El vermut — hay que decirlo para quien no lo sabe todavía — no es exactamente vino, aunque nace de él. Es vino aromatizado con ajenjo y una constelación de botánicos: corteza de quina, canela, clavo, cáscara de naranja, entre docenas de otros ingredientes que cada productor guarda como secreto. El nombre viene del alemán Wermut, que significa ajenjo, y su origen moderno se sitúa en el Turín de finales del siglo XVIII, cuando Antonio Benedetto Carpano comenzó a vender una versión especiada y dulce de vino blanco macerado. Los franceses tomaron la idea y la llevaron hacia el estilo seco. Los catalanes, con su instinto mediterráneo para las cosas buenas y sin prisa, lo adoptaron como religión.
En Cataluña, el vermut no es una bebida: es una institución. Existe incluso un verbo para la ocasión — fer el vermut, hacer el vermut — que describe no tanto el acto de beber como el de detenerse. El ritual sucede entre las doce y las dos, antes de la comida, y tiene sus propias reglas no escritas: se toma despacio, se acompaña de algo pequeño, y se conversa. No hay prisa porque la prisa está explícitamente prohibida.
El que estaba en mi copa era el Miró. Una casa centenaria de Reus, en el Camp de Tarragona, que lleva elaborándolo desde 1914 bajo una fórmula que no ha cambiado demasiado. Rojo, dulce pero con carácter, con ese amargor herbal que recorre el final como un recordatorio de que detrás de la fruta hay botánica, y detrás de la botánica hay intención. Es hoy mi vermut favorito. Lo supe esa tarde, antes de conocer su nombre.
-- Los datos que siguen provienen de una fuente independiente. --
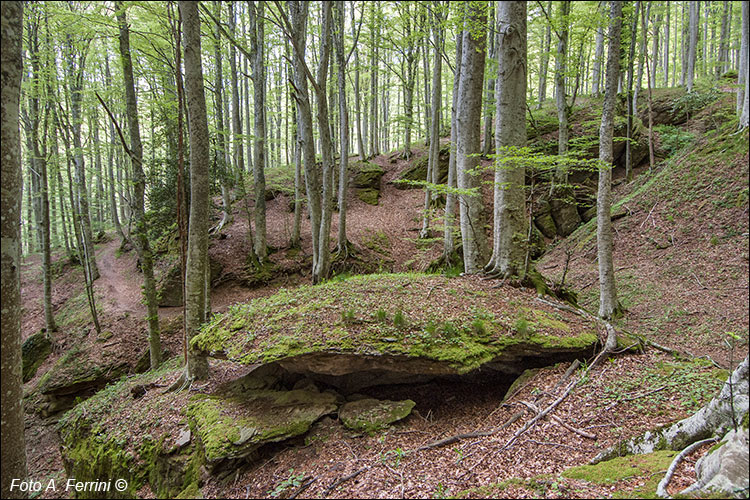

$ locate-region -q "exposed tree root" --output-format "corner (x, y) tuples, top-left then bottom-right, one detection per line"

Estábamos sentados sobre adoquines que tienen más años que muchos países, rodeados de piedra que ha visto guerras y cosechas y generaciones de gente sentada exactamente donde nosotros estábamos. La copa llegó fría. El sol de mayo en el Empordà era generoso pero no agresivo. Mi mujer pidió lo mismo. No hablamos de nada urgente. Eso también, descubrí, es parte del ritual.
Hay bebidas que enseñan algo sobre el lugar donde las tomas. El vermut de Peratallada me enseñó que la pausa antes de comer no es un preámbulo: es el acto principal.
Desde ese día, el vermut ha encontrado su lugar permanente en mi vida. En Ciudad de México lo busco en las cartas de los bares que saben lo que hacen. En casa lo tengo siempre. El Miró, cuando aparece — y cada vez aparece más. Lo tomo como lo aprendí: sin mezclas complicadas, con sifón si acaso, con una naranja. Y antes de comer, siempre antes de comer. Fer el vermut, aunque sea en Condesa y no en el Empordà.
Peratallada no me enseñó nada sobre el vermut que pudiera haber leído en un libro. Me enseñó algo distinto: que las mejores iniciaciones ocurren sin que uno las busque, en lugares que no estaban en el plan, a las dos y cuarto de una tarde de mayo.
— Ilyas Kaif
Foto: Gaby Yerden / Unsplash
Para quien quiera repetir el ritual
Peratallada — Baix Empordà, Girona. A unos 40 km de Girona capital y 15 km de Palafrugell. Se llega en coche; el pueblo es peatonal.
La Vermutería — En el centro del pueblo, fachada de piedra y letrero verde. Sin reservación, sin pretensiones.
Vermut Miró — Elaborado en Reus desde 1914. El rojo es el que probé. Se consigue en México en tiendas especializadas y algunos supermercados de importación.
La hora correcta — Entre las doce y las dos. Antes de comer. Con tiempo.